Re: [PATCH v11 1/8] dax: Introduce holder for dax_device

From: Dan Williams
Date: Thu Apr 07 2022 - 21:38:24 EST


[ add Mauro and Tony for RAS discussion ]

On Wed, Apr 6, 2022 at 1:39 PM Darrick J. Wong <djwong@xxxxxxxxxx> wrote:
>
> On Tue, Apr 05, 2022 at 06:22:48PM -0700, Dan Williams wrote:
> > On Tue, Apr 5, 2022 at 5:55 PM Jane Chu <jane.chu@xxxxxxxxxx> wrote:
> > >
> > > On 3/30/2022 9:18 AM, Darrick J. Wong wrote:
> > > > On Wed, Mar 30, 2022 at 08:49:29AM -0700, Christoph Hellwig wrote:
> > > >> On Wed, Mar 30, 2022 at 06:58:21PM +0800, Shiyang Ruan wrote:
> > > >>> As the code I pasted before, pmem driver will subtract its ->data_offset,
> > > >>> which is byte-based. And the filesystem who implements ->notify_failure()
> > > >>> will calculate the offset in unit of byte again.
> > > >>>
> > > >>> So, leave its function signature byte-based, to avoid repeated conversions.
> > > >>
> > > >> I'm actually fine either way, so I'll wait for Dan to comment.
> > > >
> > > > FWIW I'd convinced myself that the reason for using byte units is to
> > > > make it possible to reduce the pmem failure blast radius to subpage
> > > > units... but then I've also been distracted for months. :/
> > > >
> > >
> > > Yes, thanks Darrick! I recall that.
> > > Maybe just add a comment about why byte unit is used?
> >
> > I think we start with page failure notification and then figure out
> > how to get finer grained through the dax interface in follow-on
> > changes. Otherwise, for finer grained error handling support,
> > memory_failure() would also need to be converted to stop upcasting
> > cache-line granularity to page granularity failures. The native MCE
> > notification communicates a 'struct mce' that can be in terms of
> > sub-page bytes, but the memory management implications are all page
> > based. I assume the FS implications are all FS-block-size based?
>
> I wouldn't necessarily make that assumption -- for regular files, the
> user program is in a better position to figure out how to reset the file
> contents.
>
> For fs metadata, it really depends. In principle, if (say) we could get
> byte granularity poison info, we could look up the space usage within
> the block to decide if the poisoned part was actually free space, in
> which case we can correct the problem by (re)zeroing the affected bytes
> to clear the poison.
>
> Obviously, if the blast radius hits the internal space info or something
> that was storing useful data, then you'd have to rebuild the whole block
> (or the whole data structure), but that's not necessarily a given.

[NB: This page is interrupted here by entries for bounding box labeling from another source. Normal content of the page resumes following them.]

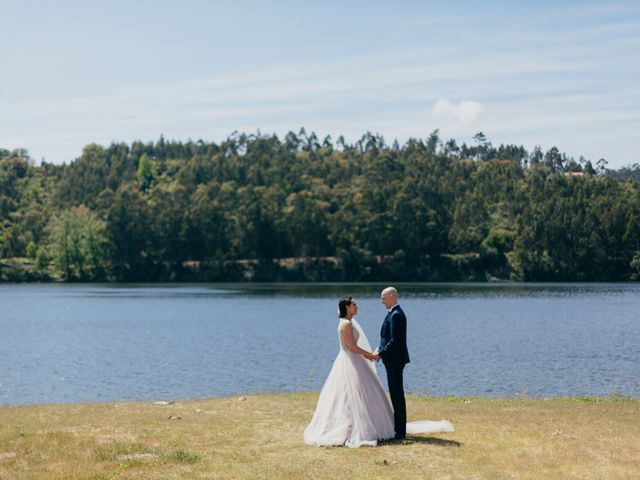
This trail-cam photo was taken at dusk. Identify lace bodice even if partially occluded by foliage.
[338,318,360,351]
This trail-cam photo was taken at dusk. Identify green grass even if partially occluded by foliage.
[0,393,640,480]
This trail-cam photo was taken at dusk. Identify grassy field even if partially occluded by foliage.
[0,393,640,480]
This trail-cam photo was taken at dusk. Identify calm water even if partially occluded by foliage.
[0,284,640,405]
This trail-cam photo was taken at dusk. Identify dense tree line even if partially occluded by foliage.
[0,129,640,281]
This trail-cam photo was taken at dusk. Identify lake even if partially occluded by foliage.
[0,284,640,405]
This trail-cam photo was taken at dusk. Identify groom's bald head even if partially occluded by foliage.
[380,287,398,308]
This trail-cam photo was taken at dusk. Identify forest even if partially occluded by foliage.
[0,129,640,282]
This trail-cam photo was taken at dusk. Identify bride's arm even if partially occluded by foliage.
[340,324,374,360]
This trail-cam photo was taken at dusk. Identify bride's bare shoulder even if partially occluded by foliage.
[338,318,351,330]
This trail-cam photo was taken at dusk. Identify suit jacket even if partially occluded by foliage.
[378,305,411,365]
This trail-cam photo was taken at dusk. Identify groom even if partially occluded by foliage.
[373,287,409,439]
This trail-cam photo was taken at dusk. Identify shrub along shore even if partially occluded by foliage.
[0,393,640,480]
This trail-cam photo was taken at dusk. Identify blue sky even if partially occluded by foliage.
[0,0,640,167]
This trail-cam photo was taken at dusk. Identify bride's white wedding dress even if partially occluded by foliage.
[304,318,453,447]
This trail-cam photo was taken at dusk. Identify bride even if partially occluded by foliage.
[304,297,453,447]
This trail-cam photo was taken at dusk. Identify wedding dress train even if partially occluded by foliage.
[304,319,453,448]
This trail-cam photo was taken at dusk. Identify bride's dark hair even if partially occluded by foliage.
[338,295,353,318]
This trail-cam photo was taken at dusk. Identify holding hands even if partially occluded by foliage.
[364,348,380,362]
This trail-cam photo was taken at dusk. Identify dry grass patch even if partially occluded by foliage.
[0,393,640,480]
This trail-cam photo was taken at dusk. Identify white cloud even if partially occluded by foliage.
[432,99,484,123]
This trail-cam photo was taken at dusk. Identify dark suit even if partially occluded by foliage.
[378,305,410,437]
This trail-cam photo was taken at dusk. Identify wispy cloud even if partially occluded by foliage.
[0,4,640,164]
[432,99,484,123]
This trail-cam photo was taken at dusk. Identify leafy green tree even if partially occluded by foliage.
[47,206,108,280]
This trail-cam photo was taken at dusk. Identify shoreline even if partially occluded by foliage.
[0,392,640,480]
[0,390,640,410]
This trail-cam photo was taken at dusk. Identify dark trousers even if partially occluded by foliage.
[384,363,407,437]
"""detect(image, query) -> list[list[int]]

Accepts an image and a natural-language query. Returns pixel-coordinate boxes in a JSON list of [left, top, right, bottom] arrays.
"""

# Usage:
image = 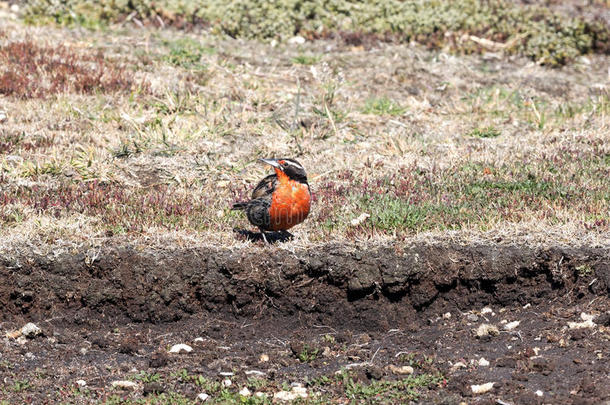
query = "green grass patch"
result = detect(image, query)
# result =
[[468, 127, 502, 138], [24, 0, 610, 65], [163, 38, 216, 70], [362, 97, 406, 115]]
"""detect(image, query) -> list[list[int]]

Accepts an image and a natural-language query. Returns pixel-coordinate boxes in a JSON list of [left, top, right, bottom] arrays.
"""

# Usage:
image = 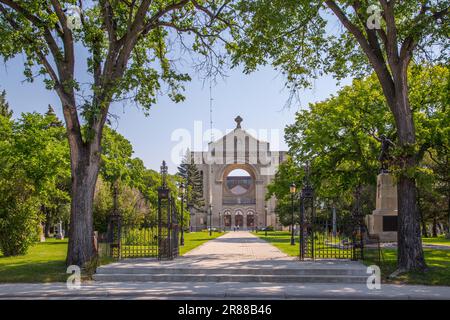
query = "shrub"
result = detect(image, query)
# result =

tl;dr: dax_holder_notify_failure() != fs->notify_failure()

So I think I see some confusion between what DAX->notify_failure()
needs, memory_failure() needs, the raw information provided by the
hardware, and the failure granularity the filesystem can make use of.

DAX and memory_failure() need to make immediate page granularity
decisions. They both need to map out whole pages (in the direct map
and userspace respectively) to prevent future poison consumption, at
least until the poison is repaired.

The event that leads to a page being failed can be triggered by a
hardware error as small as an individual cacheline. While that is
interesting to a filesystem it isn't information that memory_failure()
and DAX can utilize.

The reason DAX needs to have a callback into filesystem code is to map
the page failure back to all the processes that might have that page
mapped because reflink means that page->mapping is not sufficient to
find all the affected 'struct address_space' instances. So it's more
of an address-translation / "help me kill processes" service than a
general failure notification service.

Currently when raw hardware event happens there are mechanisms like
arch-specific notifier chains, like powerpc::mce_register_notifier()
and x86::mce_register_decode_chain(), or other platform firmware code
like ghes_edac_report_mem_error() that uplevel the error to a coarse
page granularity failure, while emitting the fine granularity error
event to userspace.

All of this to say that the interface to ask the fs to do the bottom
half of memory_failure() (walking affected 'struct address_space'
instances and killing processes (mf_dax_kill_procs())) is different
than the general interface to tell the filesystem that memory has gone
bad relative to a device. So if the only caller of
fs->notify_failure() handler is this code:

+ if (pgmap->ops->memory_failure) {
+ rc = pgmap->ops->memory_failure(pgmap, PFN_PHYS(pfn), PAGE_SIZE,
+ flags);

...then you'll never get fine-grained reports. So, I still think the
DAX, pgmap and memory_failure() interface should be pfn based. The
interface to the *filesystem* ->notify_failure() can still be
byte-based, but the trigger for that byte based interface will likely
need to be something driven by another agent. Perhaps like rasdaemon
in userspace translating all the arch specific physical address events
back into device-relative offsets and then calling a new ABI that is
serviced by fs->notify_failure() on the backend.